Thursday, 9 March 2017


Nicholas van Rijn quotes Shakespeare. See here.

"'"We have fed our sea for a thousand years
And she calls us still unfed,
Though there's never a wave of all her waves
But marks our English dead..."'"
-Poul Anderson, The Enemy Stars (London, 1979), Chapter 18, p. 141.

It is Kipling. See here.

"...Nigel said stoutly. 'And there's nothing more English than leaving England and finding land elsewhere.'"
-SM Stirling, The Protector's War (New York, 2006), Chapter One, p. 50.

Sir Nigel's man, Hordle, later explains:

"'Well, it's how we got England in the first place, innit?'" (Chapter Eight, p. 237)

"...innit?" means "is it not?" and is now faithfully reproduced by immigrants learning English.

IF I should die, think only this of me;
  That there's some corner of a foreign field
That is for ever England.
-copied from here.

I was born and live in the North West of England and have a British passport. My father was English but my mother was from the West of Ireland. I attended boarding school, then University, in the Republic of Ireland and learned of a different attitude to England within these islands.

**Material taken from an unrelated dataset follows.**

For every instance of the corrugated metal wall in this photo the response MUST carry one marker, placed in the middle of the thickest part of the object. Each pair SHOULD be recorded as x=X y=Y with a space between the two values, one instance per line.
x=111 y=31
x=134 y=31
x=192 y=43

At school, we learned a poem which included the line:

Sasanaigh a leidhbfinn mar a leidhbfinn seanabhróg
-copied from here

 - meaning:

"I'd throw out the English like I'd throw out an old boot."

When Nelson's Column in O'Connell St, Dublin, was destroyed by a bomb, a popular song exulted:

The (G)Irish population came from miles around
To (C)see the English hero (G)lying on the ground
-copied from here (I think that the bracketed letters are musical chords)

When the British introduced internment without trial in Northern Ireland, another popular song protested:

round the world the truth will echo
cromwell's men are here again
england's name again is sullied
in the eyes of honest men
-copied from here

"The curse of Cromwell" is the worst thing that you can say in the Republic.

I like living in England and speaking and writing in this language but I do not identify with everything that is labeled "English."


Sean M. Brooks said...

Kaor, Paul!

Too true, what you said about the hatred many of the Irish still have for the English. The English showed themselves at their very worse in Ireland. I would put that down to the anti-Catholic Penal Laws and the tyranny and cruelty of Cromwell.

I can't help but wonder what might have happened if the police state terrorism of Elizabeth I had not firmly implanted Protestantism in England. The Irish and English might have bumped along together not too badly if they had both been Catholic peoples. English rule of Ireland before Elizabeth I was so lax, loose, and slack that there was little cause for mutual irritation by both peoples.


Anonymous said...

Kaor, Sean!

Hmm. I don't have the facts at my fingertips, but I recall reading of some ugly conflict before England became Protestant. Even Catholic Tudors kings wanted to reward their men with land in Ireland, which did not delight the Irish. A man might be a nobleman and a vassal of the English king in English eyes, but a clan chief in his own right, who had the loyalty of his his clansmen and owed them his protection in return, in .Irish eyes. If he chose himself and his clan over his nominal allegiance, he would be at war with his overlord, whatever anyone's religion.

The human race is too talented at making a bloody mess of things.

Best Regards,
Nicholas D. Rosen

Sean M. Brooks said...

Kaor, Nicholas!

Of course I agree with your last comment about humans being too talented at mucking up things!

And, yes, there was conflict between the Irish and English before Bad Queen Bessie's time. But I would call that a more or less normal kind of conflict between human beings, when not INFLAMED for ideological or religious reasons.

And English rule of Ireland before Elizabeth I's reign was "lax, loose, and slack." It became notorious for many pre-Tudor English settlers to go native, to become as Irish as the Irish themselves.

Absent the bitterness of religious persecution by the Protestants and the tyranny and injustices of Cromwell, I can still imagine a Catholic England developing a firm, but not too tight union with a Catholic Ireland. Analogous to how Gaelic Brittany was eventually united to France.